Based on its title, one may expect Memory of the Dead to be a zombie movie. Even the film’s set up will have you preparing for an undead outbreak, but it’s not long before things take a decidedly different turn. Known as La Memoria del Muerto in its native tongue, Valentín Javier Diment’s Memory of the Dead is a creative slice of horror from Argentina.

It’s apparent that Diment and his co-writers, Martín Blousson, Nicanor Loreti and Germán Val, were greatly inspired by the Evil Dead films when making Memory of the Dead. Not only does Diment pay homage to some of Sam Raimi’s creative filmmaking techniques, but the movies share a similar penchant for over-the-top gore and tongue-in-cheek humor. Memory of the Dead’s subject matter and abundance of sexuality bring to mind Cemetery Man, while its vivid color pallet is reminiscent of the works of Dario Argento or Mario Bava.


Alicia (Lola Berthet) gathers six of her recently departed husband’s closest friends – Hugo (Luis Ziembrowski), Nicanor (Matias Marmorato), Monica (Lorena Vega), Ivana (Flora Gro), Mauro (Rafael Ferro), and Fabiana (Jimena Anganuzzi) – to pay their final respects. The memorial takes place 50 days after his death (the reason is never made clear), and when the clock strikes midnight, outside of Alicia’s country home turns into a kind of pathway between the land of the living and that of the dead. Deceased loved ones of the friends begin to show up, along with other demons from their past, which in most cases lead to a gory, untimely death. Alicia, meanwhile, believes the house will act as a light to guide her husband (Gabriel Goity) back to life.

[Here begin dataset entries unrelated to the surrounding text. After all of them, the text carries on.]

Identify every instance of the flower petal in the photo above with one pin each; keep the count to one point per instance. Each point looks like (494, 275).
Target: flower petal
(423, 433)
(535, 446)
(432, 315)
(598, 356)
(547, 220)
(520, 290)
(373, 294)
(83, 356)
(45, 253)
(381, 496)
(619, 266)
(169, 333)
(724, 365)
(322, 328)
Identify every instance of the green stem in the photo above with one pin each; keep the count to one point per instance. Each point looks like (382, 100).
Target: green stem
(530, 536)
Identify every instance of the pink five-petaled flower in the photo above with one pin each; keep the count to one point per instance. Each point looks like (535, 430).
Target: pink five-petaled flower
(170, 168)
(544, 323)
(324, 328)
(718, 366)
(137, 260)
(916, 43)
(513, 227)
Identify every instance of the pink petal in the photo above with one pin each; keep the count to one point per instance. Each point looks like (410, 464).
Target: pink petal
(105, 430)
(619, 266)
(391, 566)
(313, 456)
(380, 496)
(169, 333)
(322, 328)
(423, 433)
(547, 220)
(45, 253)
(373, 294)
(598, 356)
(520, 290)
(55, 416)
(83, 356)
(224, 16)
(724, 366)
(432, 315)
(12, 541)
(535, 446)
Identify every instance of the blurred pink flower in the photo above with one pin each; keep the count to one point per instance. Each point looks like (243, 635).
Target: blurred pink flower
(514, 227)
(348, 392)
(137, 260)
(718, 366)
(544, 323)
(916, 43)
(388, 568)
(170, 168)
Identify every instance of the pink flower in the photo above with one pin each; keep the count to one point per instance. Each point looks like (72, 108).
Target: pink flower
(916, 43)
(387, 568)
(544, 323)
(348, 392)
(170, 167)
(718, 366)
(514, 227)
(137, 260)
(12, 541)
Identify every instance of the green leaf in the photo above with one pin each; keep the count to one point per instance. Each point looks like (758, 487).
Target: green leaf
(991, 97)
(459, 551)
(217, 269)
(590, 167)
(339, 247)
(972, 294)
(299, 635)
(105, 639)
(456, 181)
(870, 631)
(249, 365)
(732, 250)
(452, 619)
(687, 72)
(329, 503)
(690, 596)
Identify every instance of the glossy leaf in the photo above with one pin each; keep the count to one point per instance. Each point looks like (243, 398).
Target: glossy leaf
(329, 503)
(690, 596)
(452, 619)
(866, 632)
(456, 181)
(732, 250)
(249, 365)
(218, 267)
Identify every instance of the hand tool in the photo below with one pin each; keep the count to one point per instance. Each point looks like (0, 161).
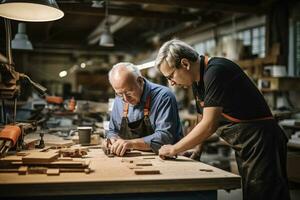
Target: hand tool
(8, 137)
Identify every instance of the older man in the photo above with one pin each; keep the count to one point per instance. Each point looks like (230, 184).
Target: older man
(144, 115)
(221, 88)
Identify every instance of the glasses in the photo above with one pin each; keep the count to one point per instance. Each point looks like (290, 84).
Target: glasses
(171, 76)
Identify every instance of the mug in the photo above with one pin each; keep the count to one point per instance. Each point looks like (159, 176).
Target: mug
(84, 134)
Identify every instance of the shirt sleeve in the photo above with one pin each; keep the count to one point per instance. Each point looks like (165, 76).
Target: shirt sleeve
(167, 124)
(114, 126)
(215, 86)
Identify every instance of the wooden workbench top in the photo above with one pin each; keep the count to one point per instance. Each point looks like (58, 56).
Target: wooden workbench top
(113, 175)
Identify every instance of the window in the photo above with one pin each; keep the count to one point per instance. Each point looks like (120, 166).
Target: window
(297, 47)
(205, 47)
(258, 41)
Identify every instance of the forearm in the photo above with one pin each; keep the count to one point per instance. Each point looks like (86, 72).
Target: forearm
(139, 144)
(198, 135)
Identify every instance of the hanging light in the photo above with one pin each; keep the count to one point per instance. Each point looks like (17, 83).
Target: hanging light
(30, 10)
(21, 40)
(106, 38)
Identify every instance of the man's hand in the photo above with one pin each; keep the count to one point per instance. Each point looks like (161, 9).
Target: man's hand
(167, 151)
(120, 146)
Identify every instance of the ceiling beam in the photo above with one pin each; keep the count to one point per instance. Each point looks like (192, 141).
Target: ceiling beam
(202, 4)
(139, 13)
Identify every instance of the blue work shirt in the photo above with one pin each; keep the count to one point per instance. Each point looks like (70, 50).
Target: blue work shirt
(164, 116)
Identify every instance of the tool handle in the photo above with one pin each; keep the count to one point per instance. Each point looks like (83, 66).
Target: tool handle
(10, 132)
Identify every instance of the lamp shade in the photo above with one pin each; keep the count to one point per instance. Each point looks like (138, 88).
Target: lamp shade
(106, 38)
(21, 39)
(30, 10)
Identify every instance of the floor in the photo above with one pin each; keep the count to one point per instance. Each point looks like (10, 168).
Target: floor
(237, 194)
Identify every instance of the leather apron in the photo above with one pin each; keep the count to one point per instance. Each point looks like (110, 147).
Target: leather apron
(260, 150)
(139, 128)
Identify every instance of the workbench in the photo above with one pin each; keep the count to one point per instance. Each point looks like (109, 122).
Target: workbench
(112, 178)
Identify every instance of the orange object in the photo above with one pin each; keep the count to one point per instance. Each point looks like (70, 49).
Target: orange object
(54, 99)
(72, 104)
(10, 132)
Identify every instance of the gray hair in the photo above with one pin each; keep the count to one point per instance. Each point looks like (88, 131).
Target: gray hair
(173, 51)
(129, 66)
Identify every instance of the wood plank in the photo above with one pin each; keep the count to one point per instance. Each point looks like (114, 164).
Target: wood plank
(40, 157)
(52, 172)
(146, 171)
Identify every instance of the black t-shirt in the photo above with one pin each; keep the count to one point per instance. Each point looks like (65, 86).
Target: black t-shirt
(227, 86)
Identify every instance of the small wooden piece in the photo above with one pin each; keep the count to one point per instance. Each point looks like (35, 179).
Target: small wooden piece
(143, 164)
(40, 157)
(206, 170)
(146, 171)
(52, 172)
(23, 170)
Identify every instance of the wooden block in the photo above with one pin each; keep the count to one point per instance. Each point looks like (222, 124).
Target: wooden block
(132, 154)
(127, 160)
(146, 171)
(40, 157)
(149, 158)
(132, 166)
(65, 159)
(59, 144)
(52, 172)
(22, 153)
(143, 164)
(206, 170)
(11, 159)
(37, 170)
(23, 170)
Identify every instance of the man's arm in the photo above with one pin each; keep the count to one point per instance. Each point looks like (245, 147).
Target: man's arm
(166, 126)
(205, 128)
(120, 146)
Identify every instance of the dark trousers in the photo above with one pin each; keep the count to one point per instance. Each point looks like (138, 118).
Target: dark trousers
(260, 149)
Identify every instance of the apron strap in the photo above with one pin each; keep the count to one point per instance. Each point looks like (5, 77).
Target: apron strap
(233, 119)
(125, 109)
(147, 106)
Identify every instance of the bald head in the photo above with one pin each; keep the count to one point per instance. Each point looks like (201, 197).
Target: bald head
(126, 80)
(122, 73)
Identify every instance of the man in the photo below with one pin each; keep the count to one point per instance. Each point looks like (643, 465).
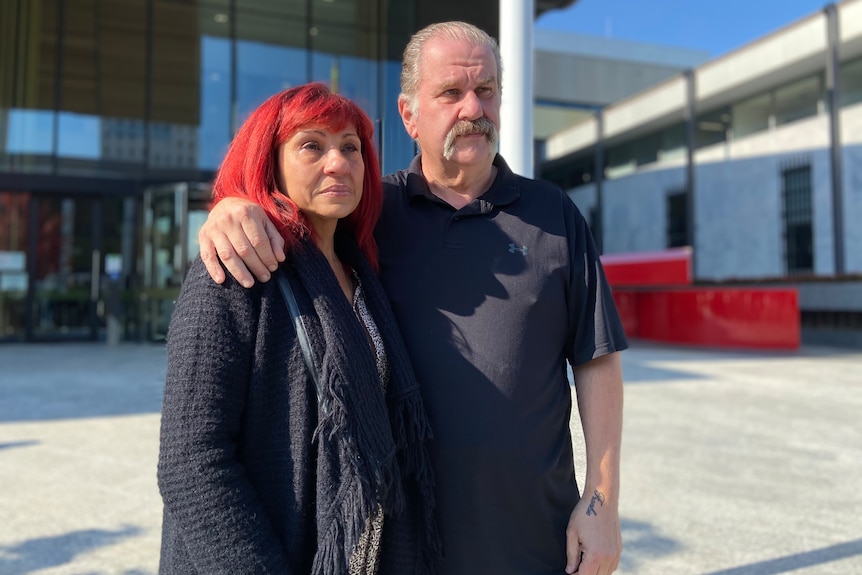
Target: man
(495, 282)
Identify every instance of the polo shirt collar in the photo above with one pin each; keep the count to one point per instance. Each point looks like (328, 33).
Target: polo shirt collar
(504, 190)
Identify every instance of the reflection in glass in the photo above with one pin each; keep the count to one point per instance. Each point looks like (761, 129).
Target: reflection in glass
(13, 261)
(263, 70)
(215, 77)
(79, 136)
(30, 132)
(63, 267)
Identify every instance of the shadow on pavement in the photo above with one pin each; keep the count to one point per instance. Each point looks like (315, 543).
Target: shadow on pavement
(67, 381)
(45, 552)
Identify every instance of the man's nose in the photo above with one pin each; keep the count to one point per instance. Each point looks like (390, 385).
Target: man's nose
(471, 107)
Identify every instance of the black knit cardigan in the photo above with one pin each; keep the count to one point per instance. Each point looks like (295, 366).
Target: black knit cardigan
(241, 470)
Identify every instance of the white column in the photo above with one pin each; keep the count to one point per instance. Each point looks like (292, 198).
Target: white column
(516, 115)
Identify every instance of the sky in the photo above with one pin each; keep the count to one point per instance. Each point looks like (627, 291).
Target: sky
(715, 26)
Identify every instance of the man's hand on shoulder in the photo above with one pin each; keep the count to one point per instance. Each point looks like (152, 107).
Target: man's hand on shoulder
(239, 233)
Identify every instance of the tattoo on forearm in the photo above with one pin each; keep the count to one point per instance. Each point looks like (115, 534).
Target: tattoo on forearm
(597, 497)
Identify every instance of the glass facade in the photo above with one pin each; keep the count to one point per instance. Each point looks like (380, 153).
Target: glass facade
(114, 116)
(158, 87)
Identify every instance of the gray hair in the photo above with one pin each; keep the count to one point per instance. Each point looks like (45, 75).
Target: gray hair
(410, 72)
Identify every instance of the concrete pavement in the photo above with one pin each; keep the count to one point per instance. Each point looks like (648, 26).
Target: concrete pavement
(733, 463)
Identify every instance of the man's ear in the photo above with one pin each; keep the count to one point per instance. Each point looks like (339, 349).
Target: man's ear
(407, 116)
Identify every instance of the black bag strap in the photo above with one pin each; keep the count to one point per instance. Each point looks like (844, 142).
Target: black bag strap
(301, 333)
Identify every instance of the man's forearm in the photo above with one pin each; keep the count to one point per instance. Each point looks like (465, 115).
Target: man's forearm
(600, 401)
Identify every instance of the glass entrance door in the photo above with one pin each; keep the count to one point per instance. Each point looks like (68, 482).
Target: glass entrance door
(64, 267)
(173, 214)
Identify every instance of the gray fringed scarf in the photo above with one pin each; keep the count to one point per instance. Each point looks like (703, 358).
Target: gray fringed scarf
(370, 451)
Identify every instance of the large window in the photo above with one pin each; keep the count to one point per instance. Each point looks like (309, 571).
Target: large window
(157, 88)
(798, 233)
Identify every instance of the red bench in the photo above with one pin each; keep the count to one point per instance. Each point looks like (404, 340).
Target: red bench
(658, 301)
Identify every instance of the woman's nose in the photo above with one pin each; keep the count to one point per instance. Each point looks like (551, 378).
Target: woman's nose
(336, 163)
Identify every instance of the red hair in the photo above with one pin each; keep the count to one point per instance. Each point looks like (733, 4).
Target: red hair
(250, 167)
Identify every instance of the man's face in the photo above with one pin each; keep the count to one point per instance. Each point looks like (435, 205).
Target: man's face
(457, 111)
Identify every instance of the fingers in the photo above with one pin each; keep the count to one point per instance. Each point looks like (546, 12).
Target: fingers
(574, 555)
(238, 233)
(210, 257)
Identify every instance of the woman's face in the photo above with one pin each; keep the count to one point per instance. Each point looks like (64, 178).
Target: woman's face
(322, 171)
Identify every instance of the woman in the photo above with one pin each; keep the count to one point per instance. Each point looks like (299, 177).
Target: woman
(261, 470)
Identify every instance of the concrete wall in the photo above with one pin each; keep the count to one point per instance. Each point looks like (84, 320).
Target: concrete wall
(738, 204)
(851, 163)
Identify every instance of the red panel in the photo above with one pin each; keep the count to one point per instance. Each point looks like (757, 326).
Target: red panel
(725, 317)
(626, 302)
(668, 267)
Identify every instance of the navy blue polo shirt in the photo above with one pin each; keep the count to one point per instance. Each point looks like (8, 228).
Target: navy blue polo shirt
(492, 299)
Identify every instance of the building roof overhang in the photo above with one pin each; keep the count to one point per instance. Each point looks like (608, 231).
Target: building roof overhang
(543, 6)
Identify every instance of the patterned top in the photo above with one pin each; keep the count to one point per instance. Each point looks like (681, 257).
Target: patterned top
(365, 558)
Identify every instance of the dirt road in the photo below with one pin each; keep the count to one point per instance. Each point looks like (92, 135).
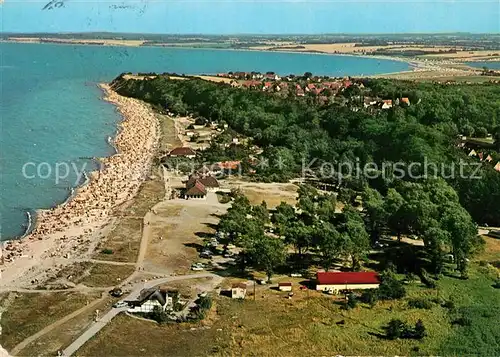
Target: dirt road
(97, 326)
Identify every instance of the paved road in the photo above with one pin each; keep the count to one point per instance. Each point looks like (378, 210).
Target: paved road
(97, 326)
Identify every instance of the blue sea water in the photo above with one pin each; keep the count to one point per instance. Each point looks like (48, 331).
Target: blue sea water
(51, 111)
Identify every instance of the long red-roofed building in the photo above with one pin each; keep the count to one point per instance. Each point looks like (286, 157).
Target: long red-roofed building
(336, 281)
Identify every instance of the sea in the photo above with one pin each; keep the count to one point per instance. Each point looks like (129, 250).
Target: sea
(53, 121)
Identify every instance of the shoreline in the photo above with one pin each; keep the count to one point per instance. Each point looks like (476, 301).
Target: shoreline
(379, 57)
(59, 232)
(421, 65)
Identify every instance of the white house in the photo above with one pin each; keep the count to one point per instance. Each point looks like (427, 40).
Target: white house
(182, 152)
(238, 291)
(387, 104)
(337, 281)
(149, 298)
(473, 153)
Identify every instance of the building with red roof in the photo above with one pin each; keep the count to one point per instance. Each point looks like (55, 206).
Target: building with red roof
(196, 190)
(337, 281)
(182, 152)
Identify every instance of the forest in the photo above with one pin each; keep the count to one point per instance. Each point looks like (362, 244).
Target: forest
(299, 130)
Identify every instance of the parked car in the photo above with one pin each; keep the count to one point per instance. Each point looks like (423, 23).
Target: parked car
(197, 267)
(206, 254)
(116, 292)
(120, 304)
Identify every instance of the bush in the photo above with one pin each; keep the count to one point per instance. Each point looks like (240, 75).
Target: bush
(463, 321)
(496, 285)
(391, 288)
(395, 329)
(352, 301)
(420, 304)
(419, 331)
(398, 329)
(449, 304)
(426, 279)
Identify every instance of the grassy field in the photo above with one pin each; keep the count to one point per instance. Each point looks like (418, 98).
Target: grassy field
(132, 337)
(314, 324)
(96, 275)
(122, 243)
(63, 335)
(169, 138)
(29, 313)
(93, 274)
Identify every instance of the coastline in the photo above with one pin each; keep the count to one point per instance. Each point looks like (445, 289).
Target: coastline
(60, 231)
(421, 65)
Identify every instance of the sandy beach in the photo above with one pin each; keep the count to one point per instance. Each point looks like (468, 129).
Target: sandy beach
(62, 232)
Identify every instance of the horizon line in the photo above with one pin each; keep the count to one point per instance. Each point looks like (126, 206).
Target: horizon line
(256, 34)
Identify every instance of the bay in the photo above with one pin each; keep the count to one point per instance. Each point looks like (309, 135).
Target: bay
(52, 114)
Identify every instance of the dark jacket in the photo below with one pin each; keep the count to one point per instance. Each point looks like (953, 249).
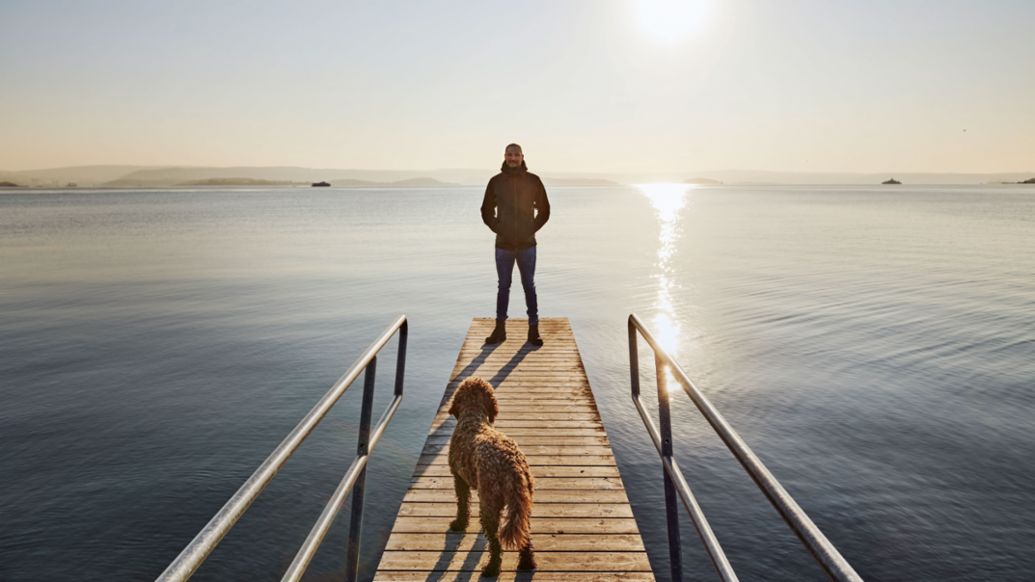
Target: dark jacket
(509, 207)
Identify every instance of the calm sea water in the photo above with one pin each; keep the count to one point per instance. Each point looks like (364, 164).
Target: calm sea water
(875, 346)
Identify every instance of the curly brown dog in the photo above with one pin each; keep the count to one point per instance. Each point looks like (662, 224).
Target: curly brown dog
(484, 459)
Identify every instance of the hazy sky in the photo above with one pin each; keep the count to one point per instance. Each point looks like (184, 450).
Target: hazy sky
(594, 85)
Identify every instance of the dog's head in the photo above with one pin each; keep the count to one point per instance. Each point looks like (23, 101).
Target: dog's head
(474, 395)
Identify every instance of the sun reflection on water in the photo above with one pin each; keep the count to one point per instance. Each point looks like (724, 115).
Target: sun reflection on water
(668, 200)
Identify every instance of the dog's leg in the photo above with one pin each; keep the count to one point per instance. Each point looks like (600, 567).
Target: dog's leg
(491, 525)
(463, 503)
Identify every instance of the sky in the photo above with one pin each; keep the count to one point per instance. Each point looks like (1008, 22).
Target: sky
(584, 86)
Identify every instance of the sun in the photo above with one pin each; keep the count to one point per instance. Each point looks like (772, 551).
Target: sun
(671, 21)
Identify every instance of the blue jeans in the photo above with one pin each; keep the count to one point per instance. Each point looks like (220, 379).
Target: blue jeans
(504, 268)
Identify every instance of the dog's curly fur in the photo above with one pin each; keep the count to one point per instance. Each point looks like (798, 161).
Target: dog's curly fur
(484, 459)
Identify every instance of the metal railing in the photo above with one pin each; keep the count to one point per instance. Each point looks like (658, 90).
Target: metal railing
(206, 541)
(824, 552)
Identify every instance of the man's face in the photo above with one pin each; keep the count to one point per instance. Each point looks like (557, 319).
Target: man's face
(513, 156)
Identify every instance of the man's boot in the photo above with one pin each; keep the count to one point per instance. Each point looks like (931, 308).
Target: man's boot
(499, 332)
(533, 335)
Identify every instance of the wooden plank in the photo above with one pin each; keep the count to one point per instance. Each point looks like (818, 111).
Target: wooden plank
(540, 483)
(541, 497)
(432, 524)
(506, 576)
(535, 460)
(541, 510)
(582, 522)
(540, 471)
(530, 440)
(548, 561)
(465, 542)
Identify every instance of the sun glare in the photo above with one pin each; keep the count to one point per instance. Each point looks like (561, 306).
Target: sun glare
(671, 21)
(668, 201)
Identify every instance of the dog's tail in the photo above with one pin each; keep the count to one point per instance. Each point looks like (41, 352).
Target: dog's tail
(518, 521)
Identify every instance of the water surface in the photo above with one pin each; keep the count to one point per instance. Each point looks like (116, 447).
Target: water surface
(875, 346)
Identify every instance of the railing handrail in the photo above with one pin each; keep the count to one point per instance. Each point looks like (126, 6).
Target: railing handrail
(198, 550)
(825, 552)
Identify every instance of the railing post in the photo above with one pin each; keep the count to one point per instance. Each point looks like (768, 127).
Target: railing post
(404, 330)
(356, 517)
(671, 500)
(633, 359)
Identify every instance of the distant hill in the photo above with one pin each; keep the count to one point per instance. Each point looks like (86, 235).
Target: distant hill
(239, 182)
(552, 181)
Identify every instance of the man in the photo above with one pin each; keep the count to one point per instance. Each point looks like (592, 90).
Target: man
(514, 207)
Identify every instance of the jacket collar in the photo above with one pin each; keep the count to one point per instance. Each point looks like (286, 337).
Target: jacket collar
(514, 171)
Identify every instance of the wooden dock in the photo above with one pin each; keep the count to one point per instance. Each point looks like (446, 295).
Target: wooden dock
(582, 523)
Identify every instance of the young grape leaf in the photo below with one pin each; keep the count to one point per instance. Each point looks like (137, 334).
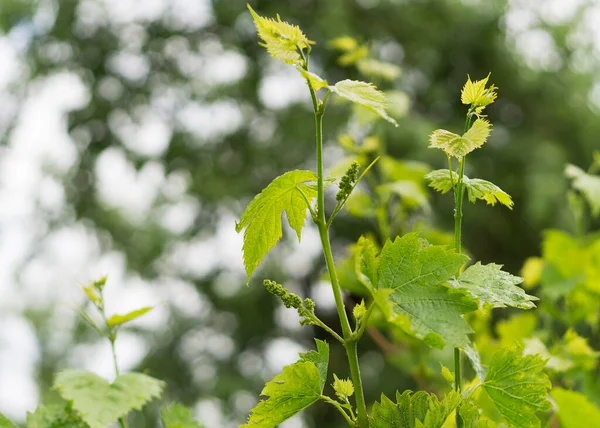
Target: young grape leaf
(6, 423)
(441, 181)
(364, 94)
(457, 145)
(262, 218)
(587, 184)
(289, 392)
(54, 417)
(314, 80)
(411, 293)
(282, 40)
(490, 285)
(122, 319)
(100, 403)
(575, 410)
(178, 416)
(320, 358)
(518, 387)
(487, 191)
(476, 94)
(413, 410)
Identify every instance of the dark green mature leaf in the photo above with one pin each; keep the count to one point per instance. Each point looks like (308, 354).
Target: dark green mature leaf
(518, 387)
(54, 417)
(365, 95)
(296, 388)
(122, 319)
(262, 218)
(320, 358)
(492, 286)
(411, 293)
(575, 410)
(6, 423)
(100, 403)
(178, 416)
(413, 410)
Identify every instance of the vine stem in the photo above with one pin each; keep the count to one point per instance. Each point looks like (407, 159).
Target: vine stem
(459, 193)
(350, 341)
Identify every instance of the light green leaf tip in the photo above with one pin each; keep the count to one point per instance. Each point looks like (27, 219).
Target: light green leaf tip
(262, 218)
(297, 387)
(122, 319)
(460, 145)
(518, 387)
(281, 39)
(100, 403)
(490, 285)
(364, 94)
(411, 291)
(575, 410)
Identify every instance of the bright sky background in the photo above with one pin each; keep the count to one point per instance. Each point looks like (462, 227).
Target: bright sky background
(39, 265)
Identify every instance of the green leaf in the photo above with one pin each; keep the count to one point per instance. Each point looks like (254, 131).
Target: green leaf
(441, 181)
(122, 319)
(487, 191)
(100, 403)
(413, 410)
(457, 145)
(411, 293)
(289, 392)
(320, 358)
(476, 94)
(6, 423)
(282, 40)
(314, 81)
(492, 286)
(575, 410)
(262, 218)
(364, 94)
(587, 184)
(518, 387)
(53, 417)
(178, 416)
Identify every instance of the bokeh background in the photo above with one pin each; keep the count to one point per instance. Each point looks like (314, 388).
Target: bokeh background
(133, 134)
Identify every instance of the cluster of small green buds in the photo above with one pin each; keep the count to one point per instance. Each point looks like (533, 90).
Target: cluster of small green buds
(344, 388)
(347, 182)
(306, 308)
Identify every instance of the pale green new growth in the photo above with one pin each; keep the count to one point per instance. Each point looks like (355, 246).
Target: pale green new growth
(343, 388)
(487, 191)
(458, 146)
(476, 94)
(490, 285)
(518, 387)
(262, 218)
(5, 423)
(575, 410)
(411, 295)
(587, 184)
(296, 388)
(282, 40)
(314, 81)
(364, 94)
(178, 416)
(100, 403)
(122, 319)
(442, 180)
(413, 410)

I’d be lying if I said Memory of the Dead is completely coherent, but it’s not difficult to simply accept the shortcomings and enjoy its marvelous set pieces and striking visuals. If stylish direction isn’t your bag, there’s also plenty of blood splattered about in addition to great practical effects work. The outdoor landscapes are created largely by CGI, but their cartoony nature somehow work with the film.


Fans of darkly humorous splatterfests like Evil Dead II and Dead Alive will find plenty to love about Memory of the Dead, although they may be turned off by the lucid narrative. Conversely, foreign and independent film enthusiasts will appreciate the moody, artistic filmmaking approach but may not enjoy the sillier moments. Regardless of which side you fall on, Memory of the Dead – now available on DVD via Artsploitation Films – comes recommended. And if, like me, you appreciate both sides of the coin, you’re in for a real treat.